Our Services

Center for Audiology

Wheeling Hospital’s Center for Audiology is the area’s leader in basic diagnostic hearing tests for the pediatric through geriatric population.

Other sophisticated evaluations include assessment of balance and dizziness, central auditory processing, and tests of electrophysiology measurements, such as otoacoustic emissions (OAEs), auditory brainstem response (ABR) and electrocochleography (ECochG). In addition, screening measures are provided for newborns, at-risk toddlers, preschoolers and school-age children.

The audiologists provide aural rehabilitation and hearing aid technology for patients of the community and surrounding areas.

The department’s primary goals are to help identify those people with hearing loss and balance dysfunction and improve their quality of life with the most appropriate audiologic diagnostic treatment strategy.

The Center for Audiology at Wheeling Hospital also has locations at the Bellaire Health Center, and in Wellsburg at the Marks Building, 1006 Commerce St. Diagnostic hearing evaluations are performed every other Monday, alternating between the two offices.

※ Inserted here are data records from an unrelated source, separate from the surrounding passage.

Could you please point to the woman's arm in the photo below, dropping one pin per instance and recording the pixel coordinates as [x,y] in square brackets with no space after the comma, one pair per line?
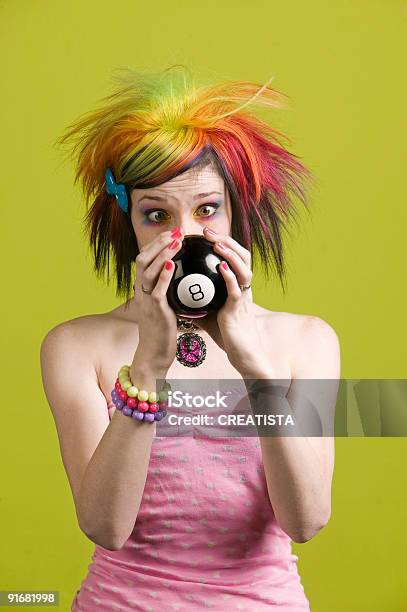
[299,469]
[106,463]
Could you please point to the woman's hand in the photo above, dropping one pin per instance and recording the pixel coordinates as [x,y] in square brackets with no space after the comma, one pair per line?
[234,327]
[157,322]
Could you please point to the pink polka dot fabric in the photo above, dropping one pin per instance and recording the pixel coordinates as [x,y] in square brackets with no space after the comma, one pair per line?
[205,537]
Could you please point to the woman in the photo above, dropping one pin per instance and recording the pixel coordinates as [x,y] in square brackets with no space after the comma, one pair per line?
[186,523]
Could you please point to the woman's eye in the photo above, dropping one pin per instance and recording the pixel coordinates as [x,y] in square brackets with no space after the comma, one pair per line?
[209,209]
[154,216]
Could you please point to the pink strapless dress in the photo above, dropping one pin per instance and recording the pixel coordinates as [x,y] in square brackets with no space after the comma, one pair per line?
[205,537]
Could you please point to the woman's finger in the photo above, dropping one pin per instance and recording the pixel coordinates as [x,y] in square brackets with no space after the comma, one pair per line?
[148,253]
[232,286]
[151,273]
[164,278]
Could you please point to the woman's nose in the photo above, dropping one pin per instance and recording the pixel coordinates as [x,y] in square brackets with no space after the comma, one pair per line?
[190,227]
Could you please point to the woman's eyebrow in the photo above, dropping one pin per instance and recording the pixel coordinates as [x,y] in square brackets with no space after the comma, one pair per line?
[162,199]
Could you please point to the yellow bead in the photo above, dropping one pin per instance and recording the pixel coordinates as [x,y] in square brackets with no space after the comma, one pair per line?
[152,397]
[132,391]
[142,395]
[162,396]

Hearing aids are available to patients at both offices, as well as at Wheeling Hospital.

Hearing and Balance Services

Tests of the Auditory (Hearing) System

  • Adult Diagnostic Hearing Evaluation: This is a test to evaluate your level of hearing, and determine your ability to hear relative to normative data. This information is important for your doctor to better understand your hearing and balance mechanism. If hearing loss is identified, it helps determine if a hearing aid would be of benefit.
  • Pediatric Hearing Evaluation: We are able to assess the hearing of children as young as 6 months using play audiometry and visual response audiometry. For those children younger than 6 months, we are able to evaluate their auditory system using other tests such as otoacoustic emissions.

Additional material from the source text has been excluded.